Bild 1: Großes Bild: 3D-Messstelle an einem der am meisten befahrenen Straßenabschnitte Deutschlands mit 240000 Fahrzeugen täglich, kleines Bild: Blick in das Innere eines mit einem Verkehrs-Kontroll-System ausgestatten Messbusses.

Die bisher zugelassenen Ausführungsformen des Verkehrs-Kontroll-Systems VKS 3.0 können nur an Messstellen, deren Oberfläche als ideale Ebene hinreichend beschreibbar ist, eingesetzt werden (2D-Messstellen). Die ideale Ebene wird dabei von vier auf der Fahrbahnoberfläche befindlichen und im Videobild klar erkennbaren Markierungen (so genannten Passpunkten) aufgespannt. Die aktuell neu zugelassene Ausführungsform ermöglicht auch Messungen an 3D-Messstellen, deren Fahrbahnoberflächengestalt erheblich von der einer idealen Ebene abweichen darf. So ist es möglich Abstands- und Geschwindigkeitsmessungen an Messstellen mit

  • Kuppen- und/oder Wannenausrundungen,
  • Kurven mit Radien kleiner als 500 m,
  • oder wechselnder Querneigung (Links-Rechts-Gefälle)

durchzuführen. Die Konturdaten der Fahrbahnoberflächengestalt (Oberflächenraster) werden dabei in einer speziellen Messstellendatei erfasst und im Auswerte-PC hinterlegt.

Bei der Auswertung von Messungen an 3D-Messstellen wird zunächst die Position der Messlinie im Videobild, analog zur bisherigen Verfahrensweise, in die Position auf der idealen Passpunktebene umgerechnet. Zusätzlich zu diesem als perspektivische Transformation bezeichneten mathematischen Verfahren wird eine sogenannte 3D-Transformation unter Verwendung der individuellen Messstellendatei durchgeführt.

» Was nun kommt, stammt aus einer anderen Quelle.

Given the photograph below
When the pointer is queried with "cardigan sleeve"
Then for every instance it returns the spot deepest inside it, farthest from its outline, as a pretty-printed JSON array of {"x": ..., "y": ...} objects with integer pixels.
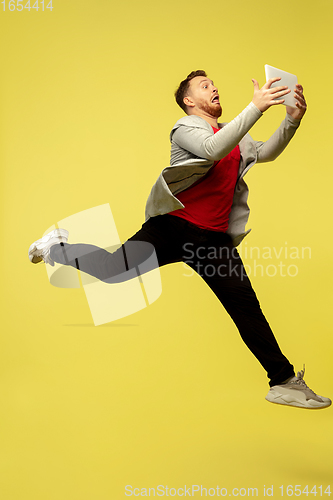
[
  {"x": 273, "y": 147},
  {"x": 204, "y": 144}
]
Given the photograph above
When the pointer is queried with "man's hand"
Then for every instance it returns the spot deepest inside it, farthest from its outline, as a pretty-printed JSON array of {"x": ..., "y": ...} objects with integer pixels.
[
  {"x": 298, "y": 112},
  {"x": 264, "y": 98}
]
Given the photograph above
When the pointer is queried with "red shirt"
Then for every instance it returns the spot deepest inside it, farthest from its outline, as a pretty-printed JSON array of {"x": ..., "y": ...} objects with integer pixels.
[{"x": 208, "y": 201}]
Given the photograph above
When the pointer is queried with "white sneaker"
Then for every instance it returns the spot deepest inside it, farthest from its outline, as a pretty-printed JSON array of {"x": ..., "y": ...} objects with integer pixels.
[
  {"x": 295, "y": 392},
  {"x": 40, "y": 249}
]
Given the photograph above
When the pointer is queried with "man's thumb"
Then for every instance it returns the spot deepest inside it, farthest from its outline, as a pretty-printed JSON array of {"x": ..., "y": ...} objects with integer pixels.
[{"x": 255, "y": 84}]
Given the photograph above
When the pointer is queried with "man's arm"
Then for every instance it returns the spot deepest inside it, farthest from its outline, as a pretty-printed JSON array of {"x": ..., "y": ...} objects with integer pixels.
[
  {"x": 273, "y": 147},
  {"x": 215, "y": 147}
]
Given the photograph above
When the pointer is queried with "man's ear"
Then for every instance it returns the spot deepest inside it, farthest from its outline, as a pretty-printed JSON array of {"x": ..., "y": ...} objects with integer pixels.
[{"x": 188, "y": 102}]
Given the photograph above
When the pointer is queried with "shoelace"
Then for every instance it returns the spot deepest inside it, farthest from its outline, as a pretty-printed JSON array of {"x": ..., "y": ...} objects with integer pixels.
[{"x": 300, "y": 380}]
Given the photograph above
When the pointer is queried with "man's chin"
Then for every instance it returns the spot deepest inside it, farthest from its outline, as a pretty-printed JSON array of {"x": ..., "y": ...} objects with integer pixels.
[{"x": 216, "y": 111}]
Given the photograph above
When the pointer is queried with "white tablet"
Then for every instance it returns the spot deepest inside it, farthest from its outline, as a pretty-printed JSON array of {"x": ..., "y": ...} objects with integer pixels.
[{"x": 286, "y": 79}]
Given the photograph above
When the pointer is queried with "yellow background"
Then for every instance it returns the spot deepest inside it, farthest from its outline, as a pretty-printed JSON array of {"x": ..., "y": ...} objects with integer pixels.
[{"x": 169, "y": 395}]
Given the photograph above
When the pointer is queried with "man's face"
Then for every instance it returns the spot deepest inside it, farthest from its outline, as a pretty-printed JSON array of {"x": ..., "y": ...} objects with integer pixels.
[{"x": 203, "y": 95}]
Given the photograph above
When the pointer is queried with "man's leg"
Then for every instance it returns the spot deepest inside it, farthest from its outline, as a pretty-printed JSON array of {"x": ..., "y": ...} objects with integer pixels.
[
  {"x": 223, "y": 271},
  {"x": 158, "y": 234}
]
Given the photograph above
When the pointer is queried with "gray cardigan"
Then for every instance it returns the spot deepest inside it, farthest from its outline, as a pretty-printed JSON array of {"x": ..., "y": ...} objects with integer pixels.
[{"x": 195, "y": 148}]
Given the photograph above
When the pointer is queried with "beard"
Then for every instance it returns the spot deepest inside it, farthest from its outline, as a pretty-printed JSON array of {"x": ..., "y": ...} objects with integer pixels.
[{"x": 214, "y": 110}]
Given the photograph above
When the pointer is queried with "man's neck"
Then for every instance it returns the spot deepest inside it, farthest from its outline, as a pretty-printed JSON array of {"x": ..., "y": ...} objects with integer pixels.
[{"x": 209, "y": 118}]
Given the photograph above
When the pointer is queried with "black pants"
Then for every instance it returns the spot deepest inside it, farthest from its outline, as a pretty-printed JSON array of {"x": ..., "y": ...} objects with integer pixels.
[{"x": 211, "y": 254}]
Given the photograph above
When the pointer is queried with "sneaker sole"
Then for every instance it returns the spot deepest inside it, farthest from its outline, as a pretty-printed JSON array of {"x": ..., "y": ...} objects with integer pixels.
[
  {"x": 288, "y": 400},
  {"x": 56, "y": 235}
]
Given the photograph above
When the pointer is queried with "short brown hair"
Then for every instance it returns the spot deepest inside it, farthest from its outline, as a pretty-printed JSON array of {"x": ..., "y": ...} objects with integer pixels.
[{"x": 182, "y": 90}]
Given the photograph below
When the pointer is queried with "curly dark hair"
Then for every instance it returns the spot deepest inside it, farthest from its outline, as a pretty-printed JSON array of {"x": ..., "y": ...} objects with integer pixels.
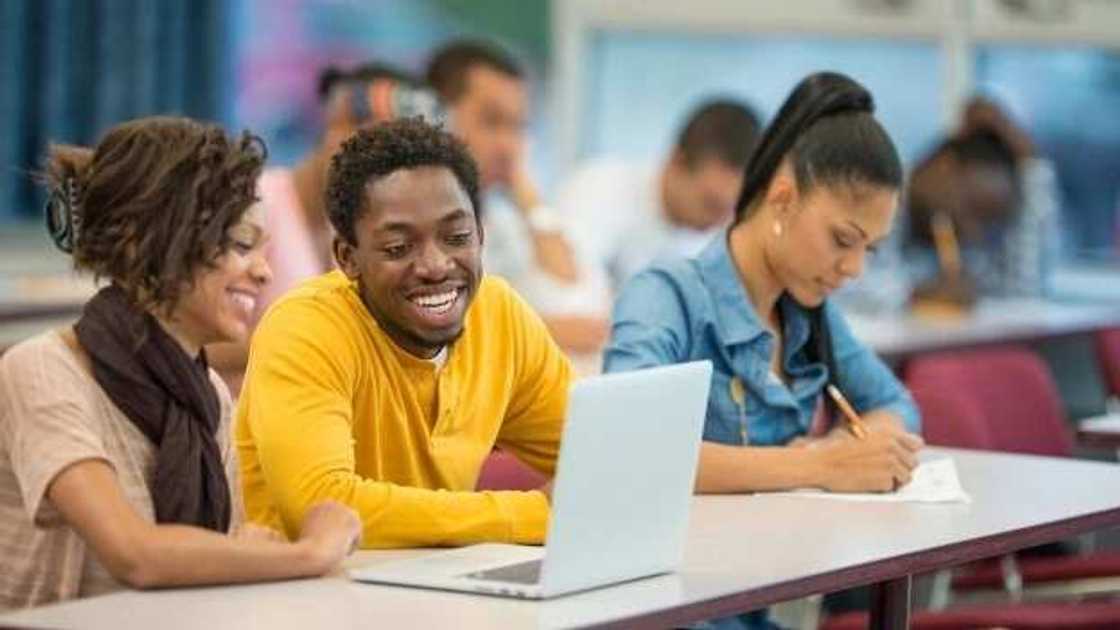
[
  {"x": 154, "y": 201},
  {"x": 385, "y": 148}
]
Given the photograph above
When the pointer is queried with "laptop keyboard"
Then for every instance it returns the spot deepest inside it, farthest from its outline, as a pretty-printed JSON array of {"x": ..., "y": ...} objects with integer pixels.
[{"x": 521, "y": 573}]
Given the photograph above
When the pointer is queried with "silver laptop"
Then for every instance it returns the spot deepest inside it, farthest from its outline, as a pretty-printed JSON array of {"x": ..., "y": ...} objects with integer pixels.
[{"x": 619, "y": 502}]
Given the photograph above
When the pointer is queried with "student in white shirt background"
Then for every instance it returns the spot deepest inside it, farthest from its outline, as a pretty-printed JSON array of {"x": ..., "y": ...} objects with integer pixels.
[{"x": 622, "y": 216}]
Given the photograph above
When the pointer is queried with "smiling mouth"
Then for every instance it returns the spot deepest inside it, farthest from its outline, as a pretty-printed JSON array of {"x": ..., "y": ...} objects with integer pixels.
[
  {"x": 245, "y": 302},
  {"x": 437, "y": 304}
]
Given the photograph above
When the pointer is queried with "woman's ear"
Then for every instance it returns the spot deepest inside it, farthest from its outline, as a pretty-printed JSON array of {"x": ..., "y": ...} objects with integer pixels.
[{"x": 782, "y": 193}]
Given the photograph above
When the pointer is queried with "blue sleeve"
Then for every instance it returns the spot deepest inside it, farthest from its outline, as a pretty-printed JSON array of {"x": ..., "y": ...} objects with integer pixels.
[
  {"x": 649, "y": 325},
  {"x": 864, "y": 378}
]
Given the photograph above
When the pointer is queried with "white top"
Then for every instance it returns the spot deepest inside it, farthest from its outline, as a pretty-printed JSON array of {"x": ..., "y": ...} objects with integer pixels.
[
  {"x": 507, "y": 251},
  {"x": 617, "y": 221},
  {"x": 757, "y": 547}
]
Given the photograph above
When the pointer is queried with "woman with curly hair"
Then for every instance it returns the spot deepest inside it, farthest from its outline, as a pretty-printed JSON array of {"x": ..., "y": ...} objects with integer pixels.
[{"x": 115, "y": 464}]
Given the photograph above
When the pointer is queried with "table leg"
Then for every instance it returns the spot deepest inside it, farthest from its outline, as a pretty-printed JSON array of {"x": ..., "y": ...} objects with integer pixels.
[{"x": 890, "y": 604}]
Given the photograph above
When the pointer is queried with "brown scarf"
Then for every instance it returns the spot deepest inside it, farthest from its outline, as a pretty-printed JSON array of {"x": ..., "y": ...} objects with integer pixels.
[{"x": 169, "y": 398}]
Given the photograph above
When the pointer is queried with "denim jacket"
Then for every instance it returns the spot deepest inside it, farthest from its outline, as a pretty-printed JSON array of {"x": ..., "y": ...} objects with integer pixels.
[{"x": 698, "y": 308}]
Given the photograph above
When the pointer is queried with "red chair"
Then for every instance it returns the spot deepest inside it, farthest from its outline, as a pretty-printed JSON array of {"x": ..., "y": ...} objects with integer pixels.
[
  {"x": 1108, "y": 355},
  {"x": 950, "y": 418},
  {"x": 502, "y": 471},
  {"x": 1013, "y": 389},
  {"x": 1097, "y": 615},
  {"x": 1013, "y": 394}
]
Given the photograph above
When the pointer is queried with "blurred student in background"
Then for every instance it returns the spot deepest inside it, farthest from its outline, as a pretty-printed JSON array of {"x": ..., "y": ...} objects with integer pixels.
[
  {"x": 301, "y": 234},
  {"x": 1001, "y": 198},
  {"x": 820, "y": 190},
  {"x": 486, "y": 93},
  {"x": 622, "y": 216},
  {"x": 115, "y": 464}
]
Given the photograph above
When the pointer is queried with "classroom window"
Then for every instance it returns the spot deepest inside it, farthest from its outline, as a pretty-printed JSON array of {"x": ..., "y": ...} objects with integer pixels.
[
  {"x": 641, "y": 85},
  {"x": 1067, "y": 98}
]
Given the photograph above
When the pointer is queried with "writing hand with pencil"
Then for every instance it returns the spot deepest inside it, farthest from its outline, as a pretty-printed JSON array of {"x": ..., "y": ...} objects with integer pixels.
[{"x": 878, "y": 457}]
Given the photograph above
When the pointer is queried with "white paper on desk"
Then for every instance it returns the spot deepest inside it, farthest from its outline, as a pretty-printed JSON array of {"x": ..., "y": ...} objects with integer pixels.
[{"x": 931, "y": 482}]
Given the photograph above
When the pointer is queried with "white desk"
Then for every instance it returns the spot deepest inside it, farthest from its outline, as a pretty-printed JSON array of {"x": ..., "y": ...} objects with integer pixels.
[
  {"x": 994, "y": 321},
  {"x": 743, "y": 553}
]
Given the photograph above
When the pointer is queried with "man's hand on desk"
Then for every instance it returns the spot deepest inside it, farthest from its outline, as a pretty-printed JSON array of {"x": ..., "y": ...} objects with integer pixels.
[{"x": 330, "y": 531}]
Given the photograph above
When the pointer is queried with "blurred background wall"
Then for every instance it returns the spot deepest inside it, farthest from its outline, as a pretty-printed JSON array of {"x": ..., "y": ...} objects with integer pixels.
[{"x": 609, "y": 77}]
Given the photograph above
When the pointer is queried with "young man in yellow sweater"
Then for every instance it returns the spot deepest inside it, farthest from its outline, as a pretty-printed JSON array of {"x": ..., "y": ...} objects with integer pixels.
[{"x": 384, "y": 385}]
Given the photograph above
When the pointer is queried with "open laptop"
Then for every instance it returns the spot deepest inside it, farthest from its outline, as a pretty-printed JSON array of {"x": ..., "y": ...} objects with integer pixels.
[{"x": 619, "y": 501}]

Zur Prüfung der korrekten Funktion der Wegstreckenmessung des neuen Verkehrs-Kontroll-Systems, wurde u.a. an einer 3D-Messstelle eine Referenzstrecke aus exakt ausgerichteten Verkehrsleitkegeln gebildet und mit dem zu prüfenden System ausgewertet. Ergänzend erfolgten Vergleichsmessungen mit einem GPS/INS-Gerät (integriert in ein Versuchsfahrzeug) als Referenz. Zur Messdurchführung war es erforderlich, eine zeitliche Synchronisation der beiden Systeme vorzunehmen. Zu diesem Zweck wurde an der Messstelle ein Störprofil auf die Fahrbahn gelegt (siehe Bild 2). Zunächst wurde die VKS-Zeit zum Zeitpunkt der Störprofilüberfahrt anhand der Videoaufzeichnung bestimmt. Bei der Störprofilüberfahrt lieferten die Beschleunigungssensoren des GPS/INS-Gerätes ein charakteristisches Signal für die Vertikalbeschleunigung, an Hand dessen die Systemzeit des GPS/INS-Gerätes bestimmt wurde (siehe Bild 2). Die beiden Systemzeiten konnten jetzt mit einander synchronisiert werden. Anhand ausgewählter Zeitdifferenzen wurden die von der VKS-Anlage ermittelten Wegstreckendaten mit den Angaben des GPS/INS-Gerätes verglichen. Der Wegstreckenvergleich ergab sehr gute Übereinstimmungen. Diese Vergleichsmessungen bestätigten eindrucksvoll die korrekte Funktion der Abstands- und Geschwindigkeitsmessfunktion der neuen Ausführungsform des Verkehrs-Kontroll-Systems an 3D-Messtellen.

Bild 2: Großes Bild: Überfahrt Störprofil, 1-Passpunktmarkierung, 2-Störprofil; kleines Bild: Verlauf der Vertikalbeschleunigung, der rote Pfeil markiert den bei der Störprofilüberfahrt der Fahrzeughinterräder erzeugten Signalpegel.